# NCE PowerCab vs Roco MultiMaus



## NeoGen (Jan 23, 2011)

I am looking for DCC starter set for my small layout and have shortlisted following:

- NCE PowerCab
- Roco MultiMaus

Need advice on which one is better.


----------



## NIMT (Jan 6, 2011)

NCE Powercab of these two!
Look at the Digitrax zephyr extra!


----------



## NeoGen (Jan 23, 2011)

An update, after further research I have shortlisted Multimaus


----------



## NeoGen (Jan 23, 2011)

I got my Multimaus today. Very pleased with its design and intuitive controls. 

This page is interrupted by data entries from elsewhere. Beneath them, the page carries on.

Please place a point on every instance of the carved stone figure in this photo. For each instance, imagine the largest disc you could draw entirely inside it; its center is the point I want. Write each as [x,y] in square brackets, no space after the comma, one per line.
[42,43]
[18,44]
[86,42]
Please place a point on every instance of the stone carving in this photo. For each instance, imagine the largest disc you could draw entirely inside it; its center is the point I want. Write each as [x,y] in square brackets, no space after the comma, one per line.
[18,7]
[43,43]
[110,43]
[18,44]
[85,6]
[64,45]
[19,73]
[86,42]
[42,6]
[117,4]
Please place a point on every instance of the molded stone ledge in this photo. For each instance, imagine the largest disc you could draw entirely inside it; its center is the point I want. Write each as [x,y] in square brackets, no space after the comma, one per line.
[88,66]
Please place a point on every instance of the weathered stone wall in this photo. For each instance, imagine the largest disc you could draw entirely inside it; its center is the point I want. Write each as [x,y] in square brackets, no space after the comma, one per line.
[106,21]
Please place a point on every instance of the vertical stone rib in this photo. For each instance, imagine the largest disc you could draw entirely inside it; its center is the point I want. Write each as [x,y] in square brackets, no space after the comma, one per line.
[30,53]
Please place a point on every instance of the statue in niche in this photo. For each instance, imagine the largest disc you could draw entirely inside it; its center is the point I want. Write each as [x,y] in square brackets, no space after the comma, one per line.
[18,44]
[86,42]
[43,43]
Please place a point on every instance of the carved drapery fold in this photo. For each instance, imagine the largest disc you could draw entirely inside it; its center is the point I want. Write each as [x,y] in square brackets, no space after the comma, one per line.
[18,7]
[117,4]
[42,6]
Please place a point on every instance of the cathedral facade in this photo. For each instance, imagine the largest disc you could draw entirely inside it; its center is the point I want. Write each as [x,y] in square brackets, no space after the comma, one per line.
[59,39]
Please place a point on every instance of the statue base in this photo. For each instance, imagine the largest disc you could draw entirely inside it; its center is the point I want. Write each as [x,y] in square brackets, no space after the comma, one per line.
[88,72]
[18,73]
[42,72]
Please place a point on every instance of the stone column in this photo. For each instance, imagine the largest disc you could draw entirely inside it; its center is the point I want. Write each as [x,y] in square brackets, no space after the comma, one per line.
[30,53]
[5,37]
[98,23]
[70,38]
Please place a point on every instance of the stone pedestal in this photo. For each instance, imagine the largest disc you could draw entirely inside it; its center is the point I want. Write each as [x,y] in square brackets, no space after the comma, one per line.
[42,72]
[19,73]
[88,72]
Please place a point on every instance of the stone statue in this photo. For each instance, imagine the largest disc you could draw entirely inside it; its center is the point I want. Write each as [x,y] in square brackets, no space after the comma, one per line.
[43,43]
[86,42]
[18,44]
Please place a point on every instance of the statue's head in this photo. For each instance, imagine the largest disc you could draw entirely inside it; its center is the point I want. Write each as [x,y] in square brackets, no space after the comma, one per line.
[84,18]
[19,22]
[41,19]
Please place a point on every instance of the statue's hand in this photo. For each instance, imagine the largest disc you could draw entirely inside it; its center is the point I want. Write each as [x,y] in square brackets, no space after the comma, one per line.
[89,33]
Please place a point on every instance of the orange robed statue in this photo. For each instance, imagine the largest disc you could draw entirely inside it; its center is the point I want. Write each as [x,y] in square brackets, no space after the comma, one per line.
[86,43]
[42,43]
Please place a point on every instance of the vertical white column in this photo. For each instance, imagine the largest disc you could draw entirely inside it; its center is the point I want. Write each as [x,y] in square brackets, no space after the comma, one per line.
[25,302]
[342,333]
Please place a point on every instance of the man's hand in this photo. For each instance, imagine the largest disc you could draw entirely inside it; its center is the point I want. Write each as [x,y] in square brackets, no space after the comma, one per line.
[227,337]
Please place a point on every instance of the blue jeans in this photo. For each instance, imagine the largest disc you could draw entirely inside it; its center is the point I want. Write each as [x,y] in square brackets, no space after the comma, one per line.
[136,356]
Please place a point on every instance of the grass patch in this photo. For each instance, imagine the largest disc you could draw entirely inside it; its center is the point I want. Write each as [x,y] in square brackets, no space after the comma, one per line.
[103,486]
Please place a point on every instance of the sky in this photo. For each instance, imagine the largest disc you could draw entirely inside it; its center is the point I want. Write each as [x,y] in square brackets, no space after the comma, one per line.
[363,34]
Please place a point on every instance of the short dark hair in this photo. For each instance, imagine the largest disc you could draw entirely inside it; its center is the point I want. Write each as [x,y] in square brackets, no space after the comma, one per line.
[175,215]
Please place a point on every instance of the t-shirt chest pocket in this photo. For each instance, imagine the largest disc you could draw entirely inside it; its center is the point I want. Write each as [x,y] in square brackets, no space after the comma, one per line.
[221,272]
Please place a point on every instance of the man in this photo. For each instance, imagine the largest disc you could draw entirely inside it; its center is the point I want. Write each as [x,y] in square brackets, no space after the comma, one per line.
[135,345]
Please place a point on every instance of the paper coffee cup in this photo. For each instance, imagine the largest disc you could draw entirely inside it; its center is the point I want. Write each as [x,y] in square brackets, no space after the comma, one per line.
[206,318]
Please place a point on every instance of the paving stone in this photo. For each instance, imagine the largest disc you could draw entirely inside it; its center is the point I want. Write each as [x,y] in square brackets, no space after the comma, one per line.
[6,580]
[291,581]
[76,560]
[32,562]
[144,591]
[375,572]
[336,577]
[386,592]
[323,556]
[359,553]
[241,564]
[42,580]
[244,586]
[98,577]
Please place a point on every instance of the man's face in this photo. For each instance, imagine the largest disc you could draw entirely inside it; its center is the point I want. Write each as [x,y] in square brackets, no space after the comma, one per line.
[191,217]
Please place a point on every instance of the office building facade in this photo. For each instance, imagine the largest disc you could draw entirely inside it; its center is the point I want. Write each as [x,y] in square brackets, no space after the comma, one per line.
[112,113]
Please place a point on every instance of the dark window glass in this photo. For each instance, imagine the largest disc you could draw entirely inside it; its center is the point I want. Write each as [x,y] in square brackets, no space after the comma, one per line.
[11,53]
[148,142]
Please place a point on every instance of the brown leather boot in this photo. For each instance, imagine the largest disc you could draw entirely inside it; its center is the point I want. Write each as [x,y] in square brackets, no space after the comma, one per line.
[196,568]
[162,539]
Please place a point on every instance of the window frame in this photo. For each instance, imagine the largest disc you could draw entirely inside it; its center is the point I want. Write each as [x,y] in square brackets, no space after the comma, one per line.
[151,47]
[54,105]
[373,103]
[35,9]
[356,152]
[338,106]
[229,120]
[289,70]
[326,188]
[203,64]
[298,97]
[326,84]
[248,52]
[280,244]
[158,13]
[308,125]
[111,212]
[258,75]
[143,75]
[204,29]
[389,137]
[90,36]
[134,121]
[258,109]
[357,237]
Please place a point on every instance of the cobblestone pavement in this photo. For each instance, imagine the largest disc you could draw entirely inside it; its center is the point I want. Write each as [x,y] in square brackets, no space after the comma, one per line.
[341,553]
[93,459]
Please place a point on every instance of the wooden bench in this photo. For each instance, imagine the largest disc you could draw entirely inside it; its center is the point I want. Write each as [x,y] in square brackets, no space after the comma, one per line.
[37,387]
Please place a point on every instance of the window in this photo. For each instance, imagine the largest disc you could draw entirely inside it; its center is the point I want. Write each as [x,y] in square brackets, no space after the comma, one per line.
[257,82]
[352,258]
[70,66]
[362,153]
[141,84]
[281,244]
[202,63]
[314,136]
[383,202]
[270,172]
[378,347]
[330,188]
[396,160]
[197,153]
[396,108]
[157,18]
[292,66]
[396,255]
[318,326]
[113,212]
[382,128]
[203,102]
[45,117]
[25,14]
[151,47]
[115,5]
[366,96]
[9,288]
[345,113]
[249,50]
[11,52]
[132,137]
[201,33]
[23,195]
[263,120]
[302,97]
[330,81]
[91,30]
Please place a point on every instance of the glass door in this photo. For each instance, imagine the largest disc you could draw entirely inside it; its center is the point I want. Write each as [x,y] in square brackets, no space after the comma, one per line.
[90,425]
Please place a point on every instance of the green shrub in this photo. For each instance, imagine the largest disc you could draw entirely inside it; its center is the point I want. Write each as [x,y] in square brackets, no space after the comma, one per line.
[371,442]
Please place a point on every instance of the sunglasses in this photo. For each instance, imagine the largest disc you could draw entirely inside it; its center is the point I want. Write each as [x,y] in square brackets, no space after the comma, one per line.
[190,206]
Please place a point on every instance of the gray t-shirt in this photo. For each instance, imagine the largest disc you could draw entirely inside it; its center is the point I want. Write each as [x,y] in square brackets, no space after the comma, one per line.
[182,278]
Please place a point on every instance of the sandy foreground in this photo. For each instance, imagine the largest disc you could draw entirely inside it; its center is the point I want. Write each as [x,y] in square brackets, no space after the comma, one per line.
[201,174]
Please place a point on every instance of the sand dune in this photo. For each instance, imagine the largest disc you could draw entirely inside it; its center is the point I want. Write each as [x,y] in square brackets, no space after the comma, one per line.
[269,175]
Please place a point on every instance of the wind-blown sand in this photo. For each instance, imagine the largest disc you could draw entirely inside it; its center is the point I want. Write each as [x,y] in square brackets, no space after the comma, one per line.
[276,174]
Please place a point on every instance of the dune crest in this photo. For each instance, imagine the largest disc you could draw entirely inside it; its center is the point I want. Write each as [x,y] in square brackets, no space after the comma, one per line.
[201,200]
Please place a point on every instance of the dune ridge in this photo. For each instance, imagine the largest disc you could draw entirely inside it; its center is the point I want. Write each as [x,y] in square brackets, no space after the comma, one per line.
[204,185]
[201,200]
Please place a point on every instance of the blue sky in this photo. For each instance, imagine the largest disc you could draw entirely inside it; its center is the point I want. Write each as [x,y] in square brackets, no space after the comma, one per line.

Now I can very well understand what I was missing without DCC. Now its time to convert old locos to DCC..


----------



## Xnats (Dec 5, 2010)

I'll admit I have no knowledge of the European makers of controllers but going digital was the best thing I ever did. Good luck on converting your engines over.


----------



## gc53dfgc (Apr 13, 2010)

Looks like I will have another follower on my DCC installs thread. Good luck :thumbsup:


----------



## gunrunnerjohn (Nov 10, 2010)

gc53dfgc said:


> Looks like I will have another follower on my DCC installs thread. Good luck :thumbsup:


Well, I have converted standard O-scale engines to TMCC and Railsounds, it that like DCC installs?


----------



## gc53dfgc (Apr 13, 2010)

gunrunnerjohn said:


> Well, I have converted standard O-scale engines to TMCC and Railsounds, it that like DCC installs?


Sort of. O scale train use AC motors and the decoders to be installed if I am correct for O are somewhat simpler than HO. HO motors use DC power but a DCC system uses AC so the DCC decoder must convert AC power into DC power for the motor. So the decoders are a bit more complex. it can also be a bit more difficult as DC engines that are not DCC compatable use up almost all of the excess space for weight to enhance the trains pulling power. It should be somewhat easy if you read the instructions do it carefully with time and are not afraid to grind away weight so the the decoder will fit. Also it is good to pick up some small shrink tubing, desoldering wire, a brand new 25-35 watt soldering gun and a new tip if not already owned, it is also good to get the smallest solder you can find for a more controlled placement of the solder and to get a cleaner nicer looking soldered wire that will not cause a lot of resistence.


----------



## gunrunnerjohn (Nov 10, 2010)

Well, the motors in O-scale trains can be AC or DC, naturally the DC ones have to have the AC rectified by the circuitry. I've installed TMCC control in both DC and AC locomotives. The big difference is probably the size, of course to haul a larger engine and train around, you need larger electronics, so that somewhat evens out.


----------